= Palladas =

Greek poet

Palladas (Παλλαδᾶς; fl. 4th century AD) was a Greek poet, who lived in Alexandria, Egypt.

== Life ==
All that is known about Palladas has been deduced from his 151 epigrams preserved in the Greek Anthology (Anthologia graeca); another twenty-three appear in that collection under his name, but his authorship is suspect. His poems describe the persona of a pagan schoolteacher resigned to life in a Christian city, and bitter about his quarrelsome wife.

== Works ==
One of the epigrams attributed to him on the authority of Maximus Planudes is a eulogy on the celebrated Hypatia, daughter of Theon of Alexandria, whose death took place in 415. Another was, according to a scholium in the Palatine Manuscript (the most important source for our knowledge of Greek epigram), written in the reign of the joint emperors Valentinian and Valens (364–375). A third epigram on the destruction of Beirut (Anth. Gr. 9.27) suggests an alternative chronology dating Palladas' activity to the age of Constantine the Great. It is based on his edition of a papyrus codex that arrived from a private collection to the Beinecke Library at Yale University in 1996. Some of his arguments in favor of this new chronology have, however, been called into question.

Plan of Alexandria, c. 30 BC

An anonymous epigram (Anth. Gr. 9.380) speaks of Palladas as having a high poetical reputation. However, Isaac Casaubon dismisses him in two contemptuous words as versificator insulsissimus ("a most coarse poet"). John William Mackail concurs with Casaubon, writing that "this is true of a great part of his work, and would perhaps be true of it all but for the savage indignation which kindles his verse, not into the flame of poetry, but to a dull red heat."
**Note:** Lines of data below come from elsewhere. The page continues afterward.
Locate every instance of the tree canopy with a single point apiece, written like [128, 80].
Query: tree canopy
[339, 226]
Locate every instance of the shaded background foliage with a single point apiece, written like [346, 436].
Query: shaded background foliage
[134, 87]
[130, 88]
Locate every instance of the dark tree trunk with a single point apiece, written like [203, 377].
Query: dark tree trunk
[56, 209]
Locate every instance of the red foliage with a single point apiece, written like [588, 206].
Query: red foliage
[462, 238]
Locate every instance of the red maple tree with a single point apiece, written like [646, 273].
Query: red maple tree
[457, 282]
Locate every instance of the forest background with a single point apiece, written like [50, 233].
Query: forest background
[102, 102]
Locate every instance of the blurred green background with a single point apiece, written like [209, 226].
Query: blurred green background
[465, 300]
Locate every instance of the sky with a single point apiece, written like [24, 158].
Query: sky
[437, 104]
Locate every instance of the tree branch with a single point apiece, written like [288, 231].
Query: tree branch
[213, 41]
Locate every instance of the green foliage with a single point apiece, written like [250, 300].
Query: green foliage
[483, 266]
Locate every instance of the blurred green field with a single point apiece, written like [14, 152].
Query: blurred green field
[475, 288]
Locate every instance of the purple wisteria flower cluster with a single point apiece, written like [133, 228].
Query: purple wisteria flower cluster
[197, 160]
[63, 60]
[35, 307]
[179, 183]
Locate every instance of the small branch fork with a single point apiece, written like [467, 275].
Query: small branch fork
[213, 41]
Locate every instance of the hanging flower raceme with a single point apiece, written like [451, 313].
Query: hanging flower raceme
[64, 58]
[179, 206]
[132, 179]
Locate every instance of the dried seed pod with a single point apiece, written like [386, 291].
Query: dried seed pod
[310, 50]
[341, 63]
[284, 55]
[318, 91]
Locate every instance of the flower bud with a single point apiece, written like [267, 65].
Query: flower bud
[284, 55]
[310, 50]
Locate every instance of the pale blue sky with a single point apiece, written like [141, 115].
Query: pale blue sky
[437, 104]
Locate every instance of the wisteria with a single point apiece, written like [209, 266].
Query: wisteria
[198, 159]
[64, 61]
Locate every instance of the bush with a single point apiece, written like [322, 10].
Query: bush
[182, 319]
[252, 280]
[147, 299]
There is little direct allusion in his epigrams to the struggle against the onslaught of Christianity. One epigram speaks obscurely of the destruction of the "idols" of Alexandria popular in the archiepiscopate of Theophilus in 389; another in even more enigmatic language (Anth. Gr. 10.90) seems to be a bitter attack on the doctrine of the Resurrection; and a scornful couplet against the swarms of Egyptian monks might have been written by a Reformer of the 16th century. For the most part his sympathy with the Greco-Roman pagan tradition is only betrayed in his despondency over all things. But it is in his criticism of life that the power of Palladas lies; with a remorselessness like that of Jonathan Swift he tears the coverings from human frailty and holds it up in its meanness and misery. The lines on the Descent of Man (Anth. Gr. 10.45), fall as heavily on the Neo-Platonic martyr as on the Christian persecutor, and remain even now among the most mordant and crushing sarcasms ever passed upon mankind.

=== A Question of Gender ===

This translation omits the epigram's explicit reference to the role of grammar and thus grammatical gender in thought. Compare: "A grammarian’s daughter made love and then bore/A masculine and feminine and neuter child."

The epigram's reference to the generative role of grammar underscores how the epigram is "likely quite dark: [the daughter] gave birth to twins (a boy and a girl) and at least one of them died thus giving the three declensions."

=== Tabliope ===
Tabliope (Ταβλιόπη) is a made-up name of a "Muse" that is a comic invention of Palladas, appearing in his epigram found in book 11 (Humorous and convivial - Scoptic - Σκωπτικά) of Anthologia Palatina. The name Tabliope is made up from the word τάβλα tabla > tavla (Modern Greek τάβλι tavli "backgammon"), derived from Latin "tabula", and the segment -ιόπη as in the name of the Muse Calliope ("Τάβλ"α + Καλλ"ιόπη" = "Ταβλιόπη"). The epigram, intended to make fun of an avid backgammon player, reads:
Πάντων μουσοπόλων ἠ Καλλιόπη θεός ἐστιν • Ἠ σή Καλλιόπη Ταβλιόπη λέγεται.

"Calliope is the goddess of all adherents of the Muses [i. e. arts]; but your Calliope is called Tabliope."

Some modern sources refer to Tabliope as the goddess of the gamble (games of risk and random chance).

== Date ==
Mackail groups Palladas to the same period with Aesopus and Glycon, each the author of a single epigram in the Greek Anthology. All three belong to the age of the Byzantine translators, when infinite pains were taken to rewrite well-known poems or passages in different metres, by turning Homer into elegiacs or iambics, and recasting pieces of Euripides or Menander as epigrams.